Kol ve bacak gibi büyük uzuvların koptuğu yaralanmalarda zamanın aleyhe işlediğini ifade eden Ayık şöyle konuştu:
"Geçen her saniyede kopan uzuvdaki dokular beslenmemeye bağlı ölmekte ve geciken vakalarda uzuv yerine dikilse bile uzuvdaki ölen dokular hastanın kanına karışıp kanın zehirlenmesine, böbrek yetmezliğine ve ileri derecede enfeksiyona yol açıp hastanın hayatını riske atmakta. Hasta kazadan yaklaşık 11 saat sonra bize geldi. Dünya literatürü, yaralanmanın üzerinden 6-8 saati geçtikten sonra kopan uzvun yüksek hayati risk taşıdığı için dikilmemesini ve uzuv kaybının kabulünü önermekte. Fakat hastanın genç yaşı ve kol kaybının hem işlevsel hem psikolojik sonuçları düşünüldüğünde literatürün önerdiği sürenin dışına çıkılarak anestezi ekibiyle mevcut riskler göğüslendi ve kolu yerine dikme kararı alındı."

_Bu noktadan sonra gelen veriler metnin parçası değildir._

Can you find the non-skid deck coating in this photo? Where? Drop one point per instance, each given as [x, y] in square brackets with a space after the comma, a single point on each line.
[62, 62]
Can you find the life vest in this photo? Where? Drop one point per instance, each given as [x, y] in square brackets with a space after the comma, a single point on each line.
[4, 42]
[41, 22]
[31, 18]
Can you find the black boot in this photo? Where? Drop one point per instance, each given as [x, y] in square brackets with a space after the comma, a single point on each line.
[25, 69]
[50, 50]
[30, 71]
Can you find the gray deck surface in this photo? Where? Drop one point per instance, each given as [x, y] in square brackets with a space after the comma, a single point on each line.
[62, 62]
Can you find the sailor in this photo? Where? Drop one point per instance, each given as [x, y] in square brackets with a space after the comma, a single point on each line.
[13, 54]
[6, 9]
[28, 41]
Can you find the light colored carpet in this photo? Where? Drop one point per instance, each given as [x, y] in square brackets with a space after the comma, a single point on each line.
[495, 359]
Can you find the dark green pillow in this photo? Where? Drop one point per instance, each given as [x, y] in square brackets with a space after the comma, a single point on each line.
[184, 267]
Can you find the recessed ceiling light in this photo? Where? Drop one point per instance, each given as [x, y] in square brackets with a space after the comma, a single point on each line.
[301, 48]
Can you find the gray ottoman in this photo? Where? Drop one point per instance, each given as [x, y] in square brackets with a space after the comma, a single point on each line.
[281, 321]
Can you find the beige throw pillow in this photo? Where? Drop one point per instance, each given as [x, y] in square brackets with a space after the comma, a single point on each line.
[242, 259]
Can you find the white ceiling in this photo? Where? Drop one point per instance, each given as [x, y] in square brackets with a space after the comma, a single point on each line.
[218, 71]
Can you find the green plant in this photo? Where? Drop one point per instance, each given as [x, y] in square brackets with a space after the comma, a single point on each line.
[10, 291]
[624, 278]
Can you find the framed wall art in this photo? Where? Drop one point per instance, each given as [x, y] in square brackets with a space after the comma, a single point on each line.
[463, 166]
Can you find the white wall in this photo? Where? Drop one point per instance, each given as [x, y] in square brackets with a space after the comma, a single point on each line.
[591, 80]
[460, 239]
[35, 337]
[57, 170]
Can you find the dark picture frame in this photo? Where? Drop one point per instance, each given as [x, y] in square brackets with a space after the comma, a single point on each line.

Ayık, ameliyat esnasında damar ve sinir dokularının yoğun hasardan dolayı uç uca gelemediğini belirterek, 8 santimetre kemik çıkararak kısalttıkları sol kolun damar ve sinir dokularını uç uca diktiklerini anlattı.
Ameliyat sonrası bu tarz hastaların hayati tehlikesinin sürdüğünü ve Savurmak'ı 5 gün yoğun bakımda takip ettiklerini aktaran Ayık, "Ameliyat sonrası yaşayan kolumuz vardı. Fakat yaralı bölgeler kirli ve toprakla temas etmişti. Enfeksiyona karşı geniş çaplı antibiyotik tedavi uygulandı. Açık kalan yaralar plastik cerrahi önerisiyle bacaktan alınan cilt dokusunun kola nakliyle kapatıldı." diye konuştu.
"AMELİYATIN BİRİNCİ AYINDA BİLE HASTA PARMAKLARINI HAREKET ETTİRDİ"
Ayık, bu tarz vakalarda kolun yaşamasının yanında fonksiyonunun da geri kazanılmasın önem arz ettiğini ve fonksiyonu bulunmayan kolun yaşasa bile hasta için yük olduğuna işaret ederek, "Sinirleri kopan kolun tam iyileşmesi için yaklaşık 1 yıl gerekiyor. Ameliyatın birinci ayında bile hastanın parmaklarını hareket ettirmesini olumlu gelişme. Bundan sonraki süreçte fizik tedavilerle kolu daha fonksiyonel ve işlevsel hale getireceğiz." ifadesini kullandı.
Dr. Kılıç da gecikmiş uzuv kopmalarında ameliyat kararının zor olduğunu vurguladı.
Kopmalarda genelde kirli yara nedeniyle enfeksiyon riskinin çok yüksek olduğunu dile getiren Kılıç, "Çevre illerden de geldiği için gecikmiş vaka olduğundan kolu ya da bacağı kurtarayım derken hastayı kaybetme durumları oluyor. Ameliyat kararı zordu, belirli riskleri aldığımız hastada kemiğin ve kolun boyunu kısaltıp araya yama koymadan damar, sinir ve kasların uç uca tamiri sağlandı." dedi.
Yunus Savurmak ise Dr. Ömer Ayık ve ekibi sayesinde kolunun ve hayatının kurtulduğunu, parmaklarının da hareket etmesine sevindiğini ifade etti.
Savurmak, "Kazada kopan kolumda his yoktu. Küçük bir et parçasına tutunup sarkıyordu. Ömer Hoca umudum oldu. Yolda anlık dalgınlık mı ne olduysa kontrolü kaybettim, yavaş olsaydım kontrolü sağlardım. Kimse usta şoförüm demesin, araç sürerken çok dikkatli olun, dikkati dağıtacak davranışlarda bulunmayın. Telefonla meşgul olmayın, hız sınırına uyun." diye konuştu.